There are definitely alot of things I can't stand, but then the first thing that came to my mind when I saw this topic on the hive learners discord was me remembering I can't stand noise. I may not be able to exactly tell why, I just realized from a very young age that it affects me mentally.
I can remember vividly when I was in junior secondary school, my class was really noisy, so I just started crying, not because I was hurt physically by it, but somehow the only way I could express myself then was to cry. When my form teacher noticed it, he had to take action to get the whole class to be silent. But then many of my classmates couldn't understand what was going no, but I guess my teacher did.
Fast forward to many years after, I still can't get hold of myself in a noisy environment. Whenever I'm working, reading or doing anything serious and the place gets noisy for any reason, I immediately freeze up, which usually takes sometime for me to get myself back. Even when I do get myself, I might not be able to concentrate on what it was I was doing before the noise.

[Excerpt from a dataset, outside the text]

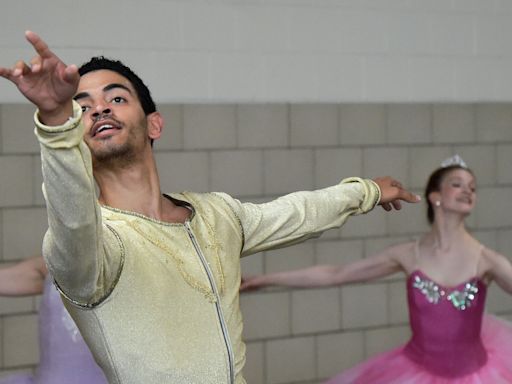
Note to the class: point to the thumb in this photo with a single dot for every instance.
(71, 75)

So I try very much to stay away from noisy environment as much as I can. I can have conversations, but when the person I'm having a conversation with start getting loud, it's funny how I just go mute. And honestly speaking when I do that, it's because somehow I feel the persons voice is overshadowing my mind voice making it hard to hear my own thoughts. I've even performed poorly at things I am normally good at all because I was doing it consistently in a noisy environment and gradually it began to affect me. My boss then will normally get upset thinking I was clumsy, and I will always blame myself not knowing what was wrong with me. Well now I know and try to avoid it anyway I can.

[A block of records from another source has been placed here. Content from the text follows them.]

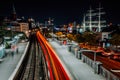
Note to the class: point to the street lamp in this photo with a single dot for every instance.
(95, 61)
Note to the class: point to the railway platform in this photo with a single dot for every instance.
(77, 69)
(9, 63)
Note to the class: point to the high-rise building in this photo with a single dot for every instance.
(13, 14)
(93, 20)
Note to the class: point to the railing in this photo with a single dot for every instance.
(54, 65)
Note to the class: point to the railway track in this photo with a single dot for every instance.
(31, 67)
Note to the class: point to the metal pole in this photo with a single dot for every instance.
(95, 62)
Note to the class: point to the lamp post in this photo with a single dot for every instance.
(95, 61)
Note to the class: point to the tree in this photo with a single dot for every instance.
(90, 38)
(115, 40)
(79, 38)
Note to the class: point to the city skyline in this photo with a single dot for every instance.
(63, 12)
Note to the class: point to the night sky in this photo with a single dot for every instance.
(63, 11)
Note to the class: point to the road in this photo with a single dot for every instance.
(78, 69)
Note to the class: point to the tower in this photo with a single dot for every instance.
(93, 20)
(13, 14)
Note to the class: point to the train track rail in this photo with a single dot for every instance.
(31, 67)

Noise is another reason I try to avoid getting into arguments. I can't even remember an argument that I won, because at the end of the day, I will just let the person win.

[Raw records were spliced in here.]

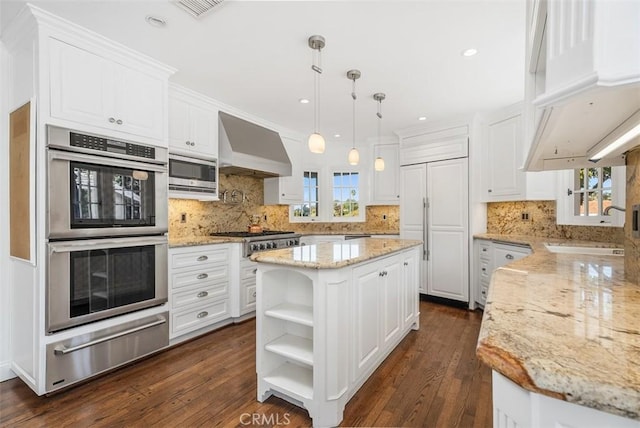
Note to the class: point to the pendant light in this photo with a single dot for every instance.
(316, 141)
(354, 156)
(378, 165)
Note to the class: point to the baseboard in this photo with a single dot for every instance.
(5, 371)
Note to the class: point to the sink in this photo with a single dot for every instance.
(596, 251)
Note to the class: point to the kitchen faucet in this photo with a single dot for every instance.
(612, 207)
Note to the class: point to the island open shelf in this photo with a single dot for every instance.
(324, 325)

As a matter of fact, it's funny that in the process of writing this post, I had to put a full stop the the paragraph just above because I forgot what It was I wanted to write there when I heard the sound of a balloon burst. This is how much I can't stand it, and how much it affects my mental health and concentration. Noice is my outmost distraction and I try to avoid it as much as I can. But then it's really hard to avoid it when there are kids around, or when you work mostly around students.
Absolute quietness for me is just bae, and I will do anything to be in a quiet place because it is where am at my best. When I'm in a quiet environment, I tend to think more actively and become more productive in whatever I do.
I'm still trying to deal with noisy environments and will really appreciate any suggestions on how to deal with it in the comments section.